This second dataset is simulated from the same set of GreenGenes 16S sequence templates, but now the abundances of the strains are allowed to vary in abundance from 1 to 197 reads.

We start by again removing the problematic sequence variants with ambiguous nucleotides:

fn.stag <- "supplemental_otu_clustering_datasets/UPARSE_not_filtered_QIIME_label_format/16S/staggered/seqs.fastq"
ids <- getGGIDs(fn.stag)
srq <- readFastq(fn.stag)

fn.stag.noN <- "stag.noN.fastq.gz"
if(file.exists(fn.stag.noN)) file.remove(fn.stag.noN)
## [1] TRUE
writeFastq(srq[!ids %in% ambig.ids], fn.stag.noN, compress=TRUE, width=20000L)

As before, there are now 1,067 green-genes strains in the dataset, representing 1,055 unique sequence variants.

Running DADA2

Entering the DADA2 pipeline (minus filtering and chimera-checking):

derep.stag <- derepFastq(fn.stag.noN, verbose=TRUE)
## Dereplicating sequence entries in Fastq file: stag.noN.fastq.gz
## Encountered 28651 unique sequences from 106006 total sequences read.
dada.stag <- dada(derep.stag, err=inflateErr(tperr1, 3), selfConsist=TRUE)
## Sample 1 - 106006 reads in 28651 unique sequences.
##    selfConsist step 2 
##    selfConsist step 3 
## Convergence after  3  rounds.
## dada-class: object describing DADA2 denoising results
## 1042 sample sequences were inferred from 28651 input unique sequences.
## Key parameters: OMEGA_A = 1e-40, BAND_SIZE = 16, USE_QUALS = TRUE

DADA2 only infers 1,042 output sequences this time (of the 1,055 unique variants in the dataset). This is higher than any of the methods tested in the paper, in part because the high-resolution of DADA2 allows it to differentiate very similar sequence variants.

Evaluating DADA2’s output

Let’s take a closer look at what was missed by using the fact that we know all the sequence variants from analyzing the even dataset. First we extract the GreenGenes IDs of the strains DADA2 missed in the staggered dataset:

all(dada.stag$clustering$sequence %in% dada.even$clustering$sequence)
## [1] TRUE
in.even.not.staggered <- which(!dada.even$clustering$sequence %in% dada.stag$clustering$sequence)
strain.lookup <- joint.mat[,in.even.not.staggered]
strain.lookup <- strain.lookup[rowSums(strain.lookup)>0,]
# strain.lookup # 1 strain per output sequence for these missed variants
missing.strains <- rownames(strain.lookup)
##  [1] "1577238" "178767"  "218785"  "258871"  "279281"  "4309513" "4322107"
##  [8] "4361688" "552844"  "553035"  "554668"  "749724"  "811456"

With the GGIDs of the missing strains in hand, let’s look at their presence in the staggered dataset:

ids.stag <- getGGIDs(fn.stag.noN)
## ids.stag
## 1577238  178767  218785  258871  279281 4309513 4322107 4361688  552844 
##       1       5       1       1       1       3       3       1       1 
##  553035  554668  749724  811456 
##       1       3       3       1

There are 13 strains missed in the staggered dataset. Eight of the missing strains contribute only one read to the dataset. DADA2 does not call singleton variants (and singleton OTUs were excluded in the paper) because of how hard it is to identify real biological singletons from errors. The remaining missed strains had just 3 or 5 reads.

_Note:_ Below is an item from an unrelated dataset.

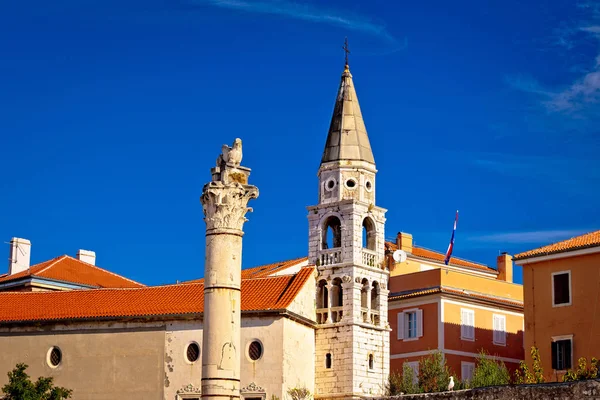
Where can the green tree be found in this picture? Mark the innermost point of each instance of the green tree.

While we don’t get easily interpretable round abundances here, we can still evaluate the accuracy of DADA2’s inferred abundances overall:

# Map between staggered assignments and even assignments by matching sequences
even.assign.of.stag.assign <- match(dada.stag$sequence, dada.even$sequence)
# Get the GGids of the unique variants corresponding to each corresponding even assignment
# This uses our knowledge that even assignments of >2 reads were all correct
ggids.of.corresponding.unique.variants <- lapply(even.assign.of.stag.assign, function(col) rownames(joint.mat)[(joint.mat>80)[,col]])
# Calculate the abundances of each unique variant from the fastq ID field
unique.variant.abundances <- sapply(ggids.of.corresponding.unique.variants, function(ids) sum(table(ids.stag)[ids]))
# Visualize
plot(dada.stag$clustering$abundance, unique.variant.abundances, xlab="DADA2 inferred abundance", ylab="True abundance")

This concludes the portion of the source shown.